生活になれてはきたが、慣れない魔力というものを扱うことで、多少なりとも疲れがある。
そんな調子だから、いきなり何かしらの異常がないとも言えないらしい。
「一応は大丈夫そうだね」
「まぁ、うん」
返事をしつつ、手の平の周りのマナを魔力に換え、留める。
それを側にある樹木へとぶつける。
それだけで、幹に拳大の穴がぽっかりとあいた。
「こんなもん、かな」
「まずまずだね。純粋な魔力だけでこの威力は、さすが零式と言ったところかな?」
「たしかに、制限なく自分の好きなように魔力を使えるのはありがたいな」
「でも、無理は絶対に禁物だ。恐らくだけど、零式のやり方は僕らが使うものとは、体力の減りが違う。

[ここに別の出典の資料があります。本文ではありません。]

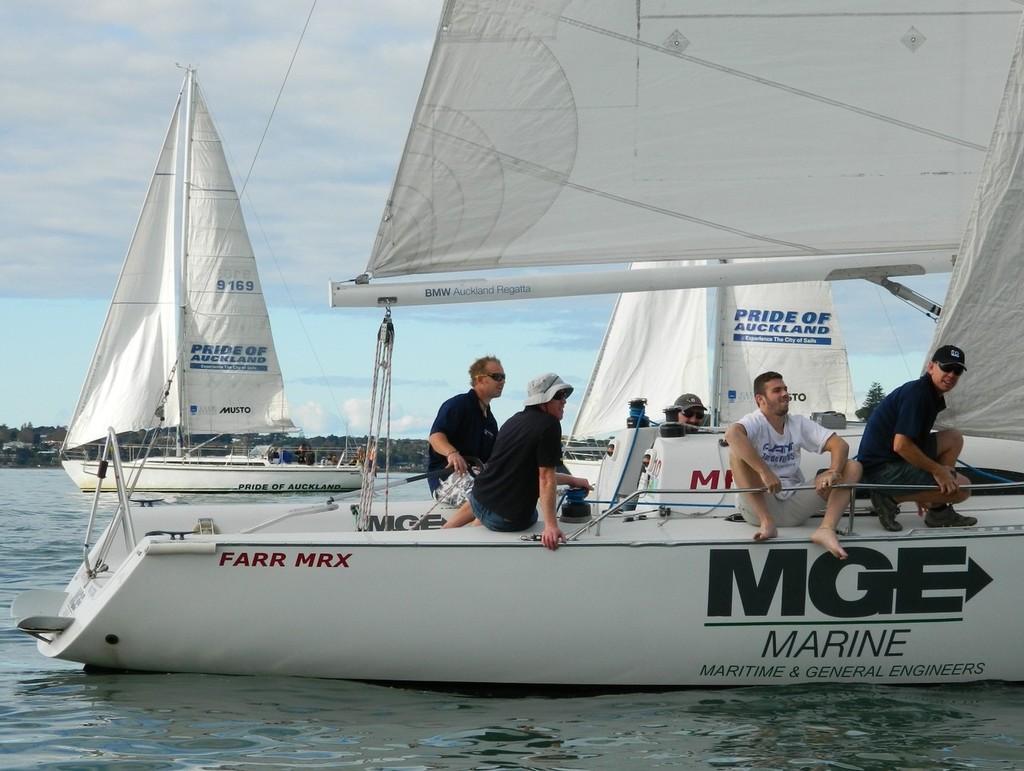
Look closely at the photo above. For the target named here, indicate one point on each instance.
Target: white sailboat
(186, 343)
(668, 592)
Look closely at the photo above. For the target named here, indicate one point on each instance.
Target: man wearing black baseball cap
(899, 447)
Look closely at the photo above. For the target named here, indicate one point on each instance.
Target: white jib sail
(984, 308)
(138, 342)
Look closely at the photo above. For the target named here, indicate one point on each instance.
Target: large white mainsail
(230, 377)
(984, 306)
(556, 132)
(197, 320)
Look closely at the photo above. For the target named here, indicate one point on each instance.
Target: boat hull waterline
(672, 593)
(204, 477)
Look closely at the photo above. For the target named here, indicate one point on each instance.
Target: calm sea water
(53, 716)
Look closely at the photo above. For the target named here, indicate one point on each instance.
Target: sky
(313, 118)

過信して、無闇に使うと、魔力切れはなくても体力切れになりかねないからね」
「それは……まぁ確かに嫌だよな」
しばらくは自分の扱える魔力と体力のバランスを掴むように言われた。
そして、なるべく効率よくしろ、とも。
そんな会話を区切りに、今日の鍛練は終了した。
マティアスがその場で手をかざし、あの白い光を燈す。
すると、どこからか扉が現れ、俺たちのいる場所と通路を繋げた。
受付で礼を言い、使用後の手続きをする。
今日はそのまま帰ろうと思ったのだが、受付にいたエーファに呼び止められる。
「申し訳ありませんが、魔力登録の方をして頂けますか?」
どうやら、最新にマティアスがした手続きの他にもしないといけないものはあるらしい。
魔力登録の概要聞くと、個人として利用するときに必要なことらしい。
そもそも、魔力は各個人で微細ながら違う部分があり、それにより個人を判別することが出来るらしい。

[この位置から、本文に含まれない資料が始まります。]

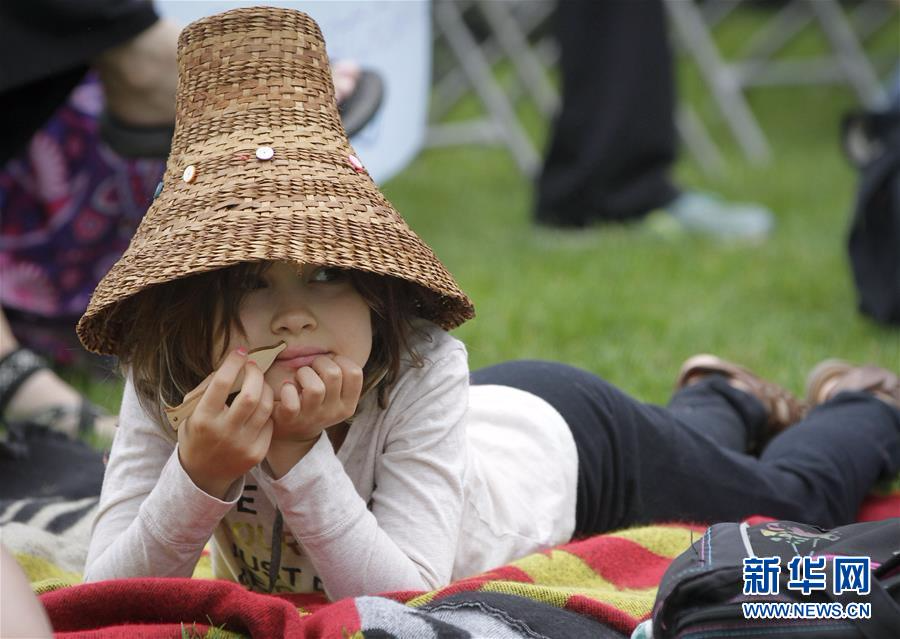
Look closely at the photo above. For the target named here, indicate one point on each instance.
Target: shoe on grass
(782, 408)
(834, 376)
(706, 214)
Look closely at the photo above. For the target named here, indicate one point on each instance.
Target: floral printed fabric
(68, 208)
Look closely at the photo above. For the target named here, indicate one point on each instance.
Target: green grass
(631, 306)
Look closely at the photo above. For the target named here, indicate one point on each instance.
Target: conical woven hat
(260, 169)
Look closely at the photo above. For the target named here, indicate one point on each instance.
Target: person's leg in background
(613, 144)
(613, 141)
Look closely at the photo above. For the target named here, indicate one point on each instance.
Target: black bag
(872, 142)
(702, 592)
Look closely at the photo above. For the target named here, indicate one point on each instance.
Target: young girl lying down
(293, 393)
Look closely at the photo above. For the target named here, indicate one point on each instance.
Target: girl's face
(314, 310)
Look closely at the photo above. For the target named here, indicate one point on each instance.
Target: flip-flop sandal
(15, 368)
(358, 108)
(130, 141)
(782, 408)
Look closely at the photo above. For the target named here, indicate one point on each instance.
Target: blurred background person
(613, 143)
(68, 203)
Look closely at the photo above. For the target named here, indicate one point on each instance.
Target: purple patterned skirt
(68, 208)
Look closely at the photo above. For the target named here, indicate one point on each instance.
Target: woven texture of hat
(250, 78)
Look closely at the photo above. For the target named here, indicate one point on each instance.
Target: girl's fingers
(220, 386)
(312, 388)
(263, 410)
(351, 379)
(330, 374)
(247, 400)
(289, 407)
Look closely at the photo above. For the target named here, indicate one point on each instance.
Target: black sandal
(358, 108)
(15, 368)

ここでは、安全や個人情報を守るために、その特性を使うことで、ブースを一時的に個人専用にすることが出来るらしい。
その役目を担っているのが、扉。
マティアスが毎回毎回、扉に向かって光を燈すのは、彼の魔力を認識させているらしい。
マティアス自身の説明もあり、なんとなくは理解出来た。
魔力自体は扱えるようになったので、問題はないだろうと言うマティアスを信じ、魔力登録をすることにした。

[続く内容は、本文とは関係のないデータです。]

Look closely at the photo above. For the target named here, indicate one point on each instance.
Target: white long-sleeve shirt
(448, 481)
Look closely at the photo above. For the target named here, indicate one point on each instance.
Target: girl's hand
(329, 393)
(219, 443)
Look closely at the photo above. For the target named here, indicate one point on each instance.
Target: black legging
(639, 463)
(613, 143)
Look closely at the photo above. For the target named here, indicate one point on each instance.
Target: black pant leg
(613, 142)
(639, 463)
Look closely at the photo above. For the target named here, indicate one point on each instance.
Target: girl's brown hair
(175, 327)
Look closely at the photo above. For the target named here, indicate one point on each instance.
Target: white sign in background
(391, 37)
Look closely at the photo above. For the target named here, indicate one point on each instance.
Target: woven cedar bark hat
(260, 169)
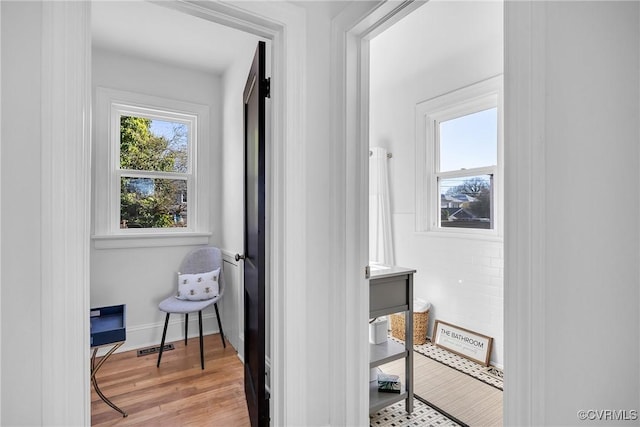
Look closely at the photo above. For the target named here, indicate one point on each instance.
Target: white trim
(150, 240)
(525, 182)
(476, 97)
(65, 217)
(1, 400)
(109, 105)
(285, 25)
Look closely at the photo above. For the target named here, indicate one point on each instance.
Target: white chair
(197, 261)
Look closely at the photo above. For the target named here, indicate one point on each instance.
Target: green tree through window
(152, 202)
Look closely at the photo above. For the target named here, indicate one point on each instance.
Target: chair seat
(175, 305)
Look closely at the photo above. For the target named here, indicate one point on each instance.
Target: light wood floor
(179, 393)
(460, 395)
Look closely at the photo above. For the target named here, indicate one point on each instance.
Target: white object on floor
(378, 330)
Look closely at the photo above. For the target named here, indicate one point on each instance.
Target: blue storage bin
(108, 325)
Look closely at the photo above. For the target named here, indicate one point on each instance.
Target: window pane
(153, 145)
(469, 141)
(466, 202)
(153, 203)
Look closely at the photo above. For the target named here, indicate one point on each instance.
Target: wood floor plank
(179, 392)
(469, 400)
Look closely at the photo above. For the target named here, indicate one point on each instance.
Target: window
(154, 167)
(147, 180)
(459, 167)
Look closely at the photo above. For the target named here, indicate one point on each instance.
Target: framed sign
(463, 342)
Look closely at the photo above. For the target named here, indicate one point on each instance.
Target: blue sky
(469, 141)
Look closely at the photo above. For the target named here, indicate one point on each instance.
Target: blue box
(108, 325)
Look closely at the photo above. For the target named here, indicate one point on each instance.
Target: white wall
(440, 47)
(22, 350)
(591, 280)
(142, 277)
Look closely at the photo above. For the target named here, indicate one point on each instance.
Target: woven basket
(420, 322)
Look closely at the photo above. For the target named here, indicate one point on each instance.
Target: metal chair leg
(186, 327)
(201, 340)
(164, 335)
(215, 305)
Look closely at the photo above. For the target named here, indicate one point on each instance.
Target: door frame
(524, 88)
(66, 54)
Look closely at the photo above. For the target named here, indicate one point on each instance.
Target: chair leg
(215, 305)
(164, 335)
(186, 327)
(201, 340)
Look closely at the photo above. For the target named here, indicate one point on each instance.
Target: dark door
(255, 93)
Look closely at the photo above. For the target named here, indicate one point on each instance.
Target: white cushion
(198, 287)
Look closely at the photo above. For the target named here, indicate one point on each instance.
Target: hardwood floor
(179, 393)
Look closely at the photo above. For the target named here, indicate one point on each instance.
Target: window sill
(149, 240)
(462, 234)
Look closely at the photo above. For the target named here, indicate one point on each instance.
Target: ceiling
(155, 32)
(436, 33)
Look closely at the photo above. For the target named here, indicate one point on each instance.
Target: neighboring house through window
(459, 169)
(147, 151)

普通の人とは違う魔力の感じが違うことに疑問を持たれ、冷や汗をかきはしたが、そこは以前にも使ったあまりない文化園ってことで納得して貰った。
ちなみに、今の俺の髪はマティアスの薦めで染めてある。
染色剤が一色しか見つからず茶色だ。本当はもう少し試したったんだけどな。
「この後はどうするんだ?」
「そうだね……僕は少し用事があるから、悠麻、少し街を見てきたらどう?」
「一人で、か? 金もないのにどうしようもないぞ?」
「お金くらいなら、僕が出すさ。あんまり多くは無理だけどね」
そう言って渡してきたのは、小袋いっぱいの銀貨だった。
「……充分過ぎないか?」
「え? そう? 遊んでたら、それくらいすぐに飛んでいくよ?」
こいつ……微妙に感覚がズレてやがる。
この世界での通貨は、鉄、銅、銀、金、水晶、の五種類で統一されているらしい。
また、それぞれの硬貨が百枚単位ごとに一つ上のランクと同じ価値になる。
つまり、金貨一枚は、銀貨百枚分。
そして一人が生活する上で、贅沢をなるべくしない生活ならば、一日なら鉄鋼貨三十枚もあれば充分らしい。
多少の娯楽に興じるとしても、銅貨一枚あればお釣りがくる。
これで分かるが、俺の手元にあるのは莫大な金額だ。
明らかに不相応。
「今は銅貨はないのか?」
「ん? 銀貨しかないけど?」
それがどうかした?
そんな顔で見てくるマティアス。
そんな彼を見て思わずため息が出た。
しかし、せっかくなので礼を言い、俺は街へと行くために演習場から出るのだった。